In California it was actually easier to add hate crimes based on gender identity, perceived gender etc to the gay and lesbian section of the hate crimes bill than it would have been to get it there when the only people related to the Gay & Lesbian Movement tended to be post-ops who were lesbian or gay.
But what bothers me even more because it comes off like a bunch of overly privileged white heterosexual men whining about how other people have different priorities other than their priorities, is the following passage:
But Massachusetts still is able to take the group of people who anti-gay religionists view blanketly as sodomites and divide it in two, giving the straight-acting (and straight-acting wannabee) gays and lesbians rights that visibly gender-nonconforming people (and those outed as not conforming to religionist ideas of sex-definition conformity) do not have.
But, of course, gay marriage always comes first…
and then DADT…
yadda, yadda, yadda…………………………………….
Gee kind of demanding, don’t cha think? Gay and Lesbian people should ignore issues that are important to them to cater to “your” issues. While I fully support an inclusive ENDA, dignity, inclusive hate crimes laws and medical benefits and a whole laundry list of other measures that are supportive of the wide range of working people in the world I do not consider myself transgender. Those in the Transgender Movement have these really nasty habits of acting like spoiled little boys when mommy and big sister do not stop what ever they are doing to cater to their needs.

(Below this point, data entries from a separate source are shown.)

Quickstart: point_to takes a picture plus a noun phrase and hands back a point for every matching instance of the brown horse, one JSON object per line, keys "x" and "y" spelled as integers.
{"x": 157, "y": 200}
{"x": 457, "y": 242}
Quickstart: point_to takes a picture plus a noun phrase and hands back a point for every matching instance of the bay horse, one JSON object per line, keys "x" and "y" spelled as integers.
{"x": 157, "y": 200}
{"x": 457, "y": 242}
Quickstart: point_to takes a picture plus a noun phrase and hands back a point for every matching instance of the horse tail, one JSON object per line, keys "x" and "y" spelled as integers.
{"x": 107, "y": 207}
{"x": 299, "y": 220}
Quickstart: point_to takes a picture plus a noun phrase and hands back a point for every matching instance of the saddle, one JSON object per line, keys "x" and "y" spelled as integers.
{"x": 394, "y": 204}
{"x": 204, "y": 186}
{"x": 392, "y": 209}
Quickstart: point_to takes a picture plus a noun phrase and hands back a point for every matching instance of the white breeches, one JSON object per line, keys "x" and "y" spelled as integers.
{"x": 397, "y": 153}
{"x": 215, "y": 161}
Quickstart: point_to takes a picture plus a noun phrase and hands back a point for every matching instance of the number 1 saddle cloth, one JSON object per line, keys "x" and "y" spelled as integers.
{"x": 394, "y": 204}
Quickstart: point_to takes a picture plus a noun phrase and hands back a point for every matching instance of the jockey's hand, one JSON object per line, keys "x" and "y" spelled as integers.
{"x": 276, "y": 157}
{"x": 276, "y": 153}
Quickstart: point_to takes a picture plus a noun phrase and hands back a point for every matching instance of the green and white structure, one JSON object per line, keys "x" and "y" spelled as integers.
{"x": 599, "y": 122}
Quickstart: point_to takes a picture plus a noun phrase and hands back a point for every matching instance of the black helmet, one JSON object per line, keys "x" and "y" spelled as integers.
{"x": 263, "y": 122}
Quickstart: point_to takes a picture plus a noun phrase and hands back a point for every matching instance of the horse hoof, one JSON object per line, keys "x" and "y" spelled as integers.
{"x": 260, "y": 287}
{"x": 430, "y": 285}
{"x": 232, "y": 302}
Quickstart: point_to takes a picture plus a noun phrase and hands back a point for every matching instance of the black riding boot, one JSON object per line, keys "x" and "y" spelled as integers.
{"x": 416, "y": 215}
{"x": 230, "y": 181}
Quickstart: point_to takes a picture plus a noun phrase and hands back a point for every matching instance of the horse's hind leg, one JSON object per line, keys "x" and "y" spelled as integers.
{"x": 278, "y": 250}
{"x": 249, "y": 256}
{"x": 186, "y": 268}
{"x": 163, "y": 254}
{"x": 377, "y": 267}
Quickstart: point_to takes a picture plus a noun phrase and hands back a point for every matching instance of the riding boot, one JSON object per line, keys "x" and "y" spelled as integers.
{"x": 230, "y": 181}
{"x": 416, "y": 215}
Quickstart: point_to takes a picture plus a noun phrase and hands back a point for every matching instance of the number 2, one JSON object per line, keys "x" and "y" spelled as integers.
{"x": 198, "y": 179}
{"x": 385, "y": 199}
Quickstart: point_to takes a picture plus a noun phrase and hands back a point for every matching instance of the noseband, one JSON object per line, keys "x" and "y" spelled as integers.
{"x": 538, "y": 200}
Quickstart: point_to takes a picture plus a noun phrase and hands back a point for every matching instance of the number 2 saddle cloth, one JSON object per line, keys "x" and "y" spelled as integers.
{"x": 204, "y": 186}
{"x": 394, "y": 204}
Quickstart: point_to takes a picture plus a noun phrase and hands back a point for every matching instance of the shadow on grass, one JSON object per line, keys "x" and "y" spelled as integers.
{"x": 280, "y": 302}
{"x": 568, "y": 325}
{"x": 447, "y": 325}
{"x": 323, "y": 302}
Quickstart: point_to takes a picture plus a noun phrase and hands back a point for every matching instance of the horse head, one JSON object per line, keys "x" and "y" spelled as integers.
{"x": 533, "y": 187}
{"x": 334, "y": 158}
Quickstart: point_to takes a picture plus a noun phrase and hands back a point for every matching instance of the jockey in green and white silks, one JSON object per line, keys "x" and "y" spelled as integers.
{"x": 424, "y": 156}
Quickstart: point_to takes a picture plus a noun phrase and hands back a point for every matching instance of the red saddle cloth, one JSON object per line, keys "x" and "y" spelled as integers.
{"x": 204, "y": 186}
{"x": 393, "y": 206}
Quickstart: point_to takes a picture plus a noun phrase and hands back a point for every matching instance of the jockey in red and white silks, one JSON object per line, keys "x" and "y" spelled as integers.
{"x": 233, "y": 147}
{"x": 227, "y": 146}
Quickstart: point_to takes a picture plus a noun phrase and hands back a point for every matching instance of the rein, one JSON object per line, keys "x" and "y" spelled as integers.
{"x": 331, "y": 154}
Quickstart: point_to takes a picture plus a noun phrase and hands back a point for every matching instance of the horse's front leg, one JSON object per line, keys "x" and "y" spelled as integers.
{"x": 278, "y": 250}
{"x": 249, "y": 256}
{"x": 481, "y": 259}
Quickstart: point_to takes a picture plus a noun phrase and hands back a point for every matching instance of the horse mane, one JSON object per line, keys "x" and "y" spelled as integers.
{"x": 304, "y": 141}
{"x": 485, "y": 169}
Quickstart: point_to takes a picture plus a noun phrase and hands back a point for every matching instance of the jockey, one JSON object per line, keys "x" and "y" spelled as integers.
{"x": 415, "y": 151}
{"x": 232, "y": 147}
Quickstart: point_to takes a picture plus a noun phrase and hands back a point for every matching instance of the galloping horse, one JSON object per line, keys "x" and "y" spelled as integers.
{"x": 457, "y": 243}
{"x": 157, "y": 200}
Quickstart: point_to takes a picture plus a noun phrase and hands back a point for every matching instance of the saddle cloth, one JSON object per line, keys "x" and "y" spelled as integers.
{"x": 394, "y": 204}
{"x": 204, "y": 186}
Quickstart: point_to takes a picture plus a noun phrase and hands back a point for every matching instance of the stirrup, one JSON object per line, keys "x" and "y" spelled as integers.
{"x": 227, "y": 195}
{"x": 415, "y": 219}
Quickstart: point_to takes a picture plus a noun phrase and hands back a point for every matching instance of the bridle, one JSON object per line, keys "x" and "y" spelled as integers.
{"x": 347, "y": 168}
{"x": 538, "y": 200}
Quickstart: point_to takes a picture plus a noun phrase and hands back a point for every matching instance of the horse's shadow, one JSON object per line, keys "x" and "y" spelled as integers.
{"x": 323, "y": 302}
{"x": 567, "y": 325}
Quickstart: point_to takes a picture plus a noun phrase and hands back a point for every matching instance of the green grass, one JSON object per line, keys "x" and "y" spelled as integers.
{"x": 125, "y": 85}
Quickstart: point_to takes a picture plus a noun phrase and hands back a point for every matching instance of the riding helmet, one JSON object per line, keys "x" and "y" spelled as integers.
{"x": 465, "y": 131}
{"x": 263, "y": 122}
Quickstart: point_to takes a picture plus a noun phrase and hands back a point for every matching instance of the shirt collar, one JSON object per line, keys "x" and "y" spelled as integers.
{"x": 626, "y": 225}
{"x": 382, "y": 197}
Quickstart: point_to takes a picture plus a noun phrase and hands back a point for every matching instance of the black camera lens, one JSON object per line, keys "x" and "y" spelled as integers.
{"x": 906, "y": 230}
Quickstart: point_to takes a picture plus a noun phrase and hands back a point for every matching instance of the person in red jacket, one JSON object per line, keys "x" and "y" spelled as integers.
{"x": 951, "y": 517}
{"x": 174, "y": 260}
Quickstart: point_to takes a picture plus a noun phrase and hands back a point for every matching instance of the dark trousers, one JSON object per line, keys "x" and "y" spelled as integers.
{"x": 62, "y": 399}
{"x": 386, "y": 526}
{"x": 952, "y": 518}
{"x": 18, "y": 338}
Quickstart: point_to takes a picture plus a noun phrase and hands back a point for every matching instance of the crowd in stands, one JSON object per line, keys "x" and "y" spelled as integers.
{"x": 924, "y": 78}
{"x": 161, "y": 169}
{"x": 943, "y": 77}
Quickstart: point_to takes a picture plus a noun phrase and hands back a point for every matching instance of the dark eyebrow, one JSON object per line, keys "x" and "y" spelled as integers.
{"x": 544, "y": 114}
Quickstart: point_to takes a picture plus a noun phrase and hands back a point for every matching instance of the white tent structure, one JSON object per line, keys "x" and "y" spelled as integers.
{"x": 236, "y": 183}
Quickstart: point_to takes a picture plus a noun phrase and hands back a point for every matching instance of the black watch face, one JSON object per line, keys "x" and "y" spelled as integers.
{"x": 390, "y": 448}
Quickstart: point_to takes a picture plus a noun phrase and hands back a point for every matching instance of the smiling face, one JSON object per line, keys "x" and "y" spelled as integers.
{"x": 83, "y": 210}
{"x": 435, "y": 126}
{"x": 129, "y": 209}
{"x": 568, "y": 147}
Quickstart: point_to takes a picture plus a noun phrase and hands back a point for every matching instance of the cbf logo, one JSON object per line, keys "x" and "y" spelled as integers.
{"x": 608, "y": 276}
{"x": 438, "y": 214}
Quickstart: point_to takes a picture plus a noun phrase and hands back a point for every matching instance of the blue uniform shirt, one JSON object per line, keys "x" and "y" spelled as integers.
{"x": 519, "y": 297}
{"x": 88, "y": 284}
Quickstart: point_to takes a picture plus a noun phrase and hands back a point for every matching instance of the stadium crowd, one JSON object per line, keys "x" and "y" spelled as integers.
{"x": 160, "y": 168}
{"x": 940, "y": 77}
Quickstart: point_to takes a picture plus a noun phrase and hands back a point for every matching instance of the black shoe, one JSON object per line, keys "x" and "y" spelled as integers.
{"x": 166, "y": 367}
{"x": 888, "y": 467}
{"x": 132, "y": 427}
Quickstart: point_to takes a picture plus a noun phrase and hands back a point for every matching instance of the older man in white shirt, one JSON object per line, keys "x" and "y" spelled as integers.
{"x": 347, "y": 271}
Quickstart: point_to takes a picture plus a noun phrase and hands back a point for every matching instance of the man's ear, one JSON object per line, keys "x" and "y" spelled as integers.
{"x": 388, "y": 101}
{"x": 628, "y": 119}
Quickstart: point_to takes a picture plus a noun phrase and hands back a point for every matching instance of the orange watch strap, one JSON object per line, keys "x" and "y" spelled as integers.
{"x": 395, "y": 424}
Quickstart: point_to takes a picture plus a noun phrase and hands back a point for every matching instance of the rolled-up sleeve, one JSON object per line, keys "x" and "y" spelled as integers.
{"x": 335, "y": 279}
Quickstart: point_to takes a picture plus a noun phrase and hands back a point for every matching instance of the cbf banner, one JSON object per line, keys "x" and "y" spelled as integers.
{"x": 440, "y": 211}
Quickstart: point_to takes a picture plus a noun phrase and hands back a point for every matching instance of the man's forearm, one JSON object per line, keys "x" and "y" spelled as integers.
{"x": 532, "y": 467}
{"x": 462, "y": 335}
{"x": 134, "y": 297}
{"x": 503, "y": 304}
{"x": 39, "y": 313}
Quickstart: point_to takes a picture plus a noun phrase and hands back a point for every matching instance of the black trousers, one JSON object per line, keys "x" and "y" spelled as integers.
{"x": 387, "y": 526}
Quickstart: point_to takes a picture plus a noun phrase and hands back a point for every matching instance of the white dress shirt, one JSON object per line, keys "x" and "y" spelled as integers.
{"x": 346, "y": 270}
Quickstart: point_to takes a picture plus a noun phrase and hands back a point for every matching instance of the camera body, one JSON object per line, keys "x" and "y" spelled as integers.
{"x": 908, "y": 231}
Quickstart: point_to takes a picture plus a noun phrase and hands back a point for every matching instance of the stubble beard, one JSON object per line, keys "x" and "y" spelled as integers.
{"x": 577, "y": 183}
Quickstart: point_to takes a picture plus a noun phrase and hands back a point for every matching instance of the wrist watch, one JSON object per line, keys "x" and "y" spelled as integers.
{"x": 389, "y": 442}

This is residual assumption of male privilege in action.
The funny thing is I rarely see this from those representing and advocating for Transgender people within the context of the LGBT/T Movement. I don’t see it from Autumn, Monica Helms, Mara, Jillian or a hundred other people out there putting their bodies on the line.
No.. I see it on mailing lists and in some blogs where the horizontal hostility is a deep and constant current.
I live in Texas. This ruling has no effect on me. But it is one small victory won in the over all struggle that will be a very long and bloody culture war.
Celebrate the victory. Quit the pissing and moaning because you aren’t always the freaking center of attention. This sort of behavior has been one reason why the left and progressive people have been on the losing side for all these years.
Time to form a United Front instead of Identity Politics Interest Groups.